The film follows a seven-day trip to Indonesia to find escapees, and the moments in which Tungpuchayakul and her team approach the men and offer to take them home are the film’s most compelling. The interviews with the men soon reveal that after years in captivity, many of them have also been on the islands for years, and they’ve started new lives and in some cases, new families. Directors Shannon Service and Jeffery Waldron effectively capture the emotional reactions of these men being offered the impossible choice to stay with the lives they’ve come to know, or to return as “ghosts” to families and languages they barely remember and a home where they’re presumed dead.

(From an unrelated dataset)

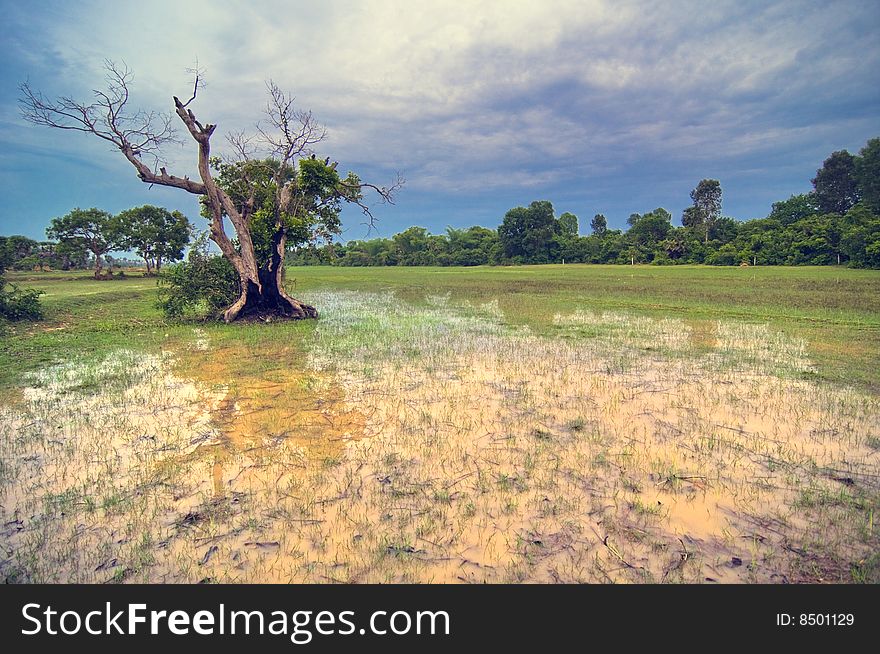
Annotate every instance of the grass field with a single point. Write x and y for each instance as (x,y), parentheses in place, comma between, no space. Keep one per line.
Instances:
(538,423)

Tungpuchayakul and her story are also a fascinating part of the documentary, though her drive to venture into dangerous waters to rescue the escapees is a narrative thread that doesn’t get quite enough attention. There is brief mention of a battle with cancer that “changed her paradigm,” and a moving show of frustration and anger at a mass grave for men who died or were killed after attempting escape, but a more nuanced consideration of Tungpuchayakul could have added dimension not only to her story, but to Ghost Fleet as a whole.
That kind of hesitation to work with the story they had is Service and Waldron’s most notable misstep in making this film. They were instead inclined toward a heavy-handed and overproduced approach to filling in gaps. They created hazy reenactment-style footage to replace or illustrate some of the moments they couldn’t have filmed, like men being kidnapped or violence on the ships. This overproduction is distracting at best, and at worst, it risks undermining the atrocity of the underlying events.
Those events and these people are important, and more of us should know about them. To that end, Ghost Fleet succeeds. The film will certainly have an impact on almost any viewer despite the fact that the production occasionally gets in the way of the core story, a woman who has dedicated her life to rescuing the enslaved, and the men who have to decide what “rescue” really means.